In tweede lid wordt een directe koppeling gelegd tussen de rechten en verplichtingen van uitkeringsgerechtigden: het recht op een uitkering is altijd verbonden aan de plicht zich in te zetten om weer onafhankelijk van de uitkering te worden. Dit betekent dat de vaststelling van de hoogte van de uitkering niet alleen afhangt van de toepasselijke uitkeringsnorm en de beschikbare middelen van de belanghebbende, maar ook van de mate waarin de opgelegde verplichtingen worden nagekomen.

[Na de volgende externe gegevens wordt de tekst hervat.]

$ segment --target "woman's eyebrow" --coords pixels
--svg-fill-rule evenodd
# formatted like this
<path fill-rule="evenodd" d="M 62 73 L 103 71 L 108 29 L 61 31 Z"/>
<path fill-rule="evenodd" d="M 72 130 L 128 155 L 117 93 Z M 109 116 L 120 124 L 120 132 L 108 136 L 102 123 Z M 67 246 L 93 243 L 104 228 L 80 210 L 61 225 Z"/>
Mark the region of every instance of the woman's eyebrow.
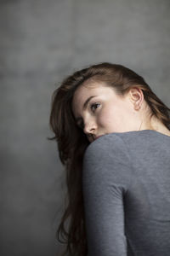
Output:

Wanneer het college tot het oordeel komt dat een bijstandsgerechtigde zijn verplichtingen niet of in onvoldoende mate nakomt, wordt de uitkering verlaagd.

Er is dus geen sprake van een bevoegdheid, maar van een verplichting.

Alleen wanneer iedere vorm van verwijtbaarheid ontbreekt, ziet het college af van zo’n verlaging.

Verlaging van de uitkering moet plaatsvinden overeenkomstig een door de gemeenteraad vast te stellen verordening. Dit is de maatregelenverordening.

De term ‘maatregel’

Het verlagen van de bijstand op grond van het feit dat de belanghebbende zijn verplichtingen niet of in onvoldoende mate is nagekomen, wordt in de terminologie van de WWB aangeduid als het afstemmen van de uitkering op de mate waarin de belanghebbende de opgelegde verplichtingen nakomt. Met de begrip ‘afstemmen’ wordt het uitgangspunt van de WWB benadrukt dat rechten en plichten één kant van dezelfde medaille vormen.

Het opleggen van een maatregel is géén punitieve sanctie is, waarbij het leedtoevoegend karakter voorop staat, maar een reparatoire sanctie (ook wel herstelsanctie genoemd), gericht op het (weer) in overeenstemming brengen van de hoogte van de bijstand met de mate waarin de bijstandsgerechtigde de aan de uitkering verbonden verplichtingen nakomt.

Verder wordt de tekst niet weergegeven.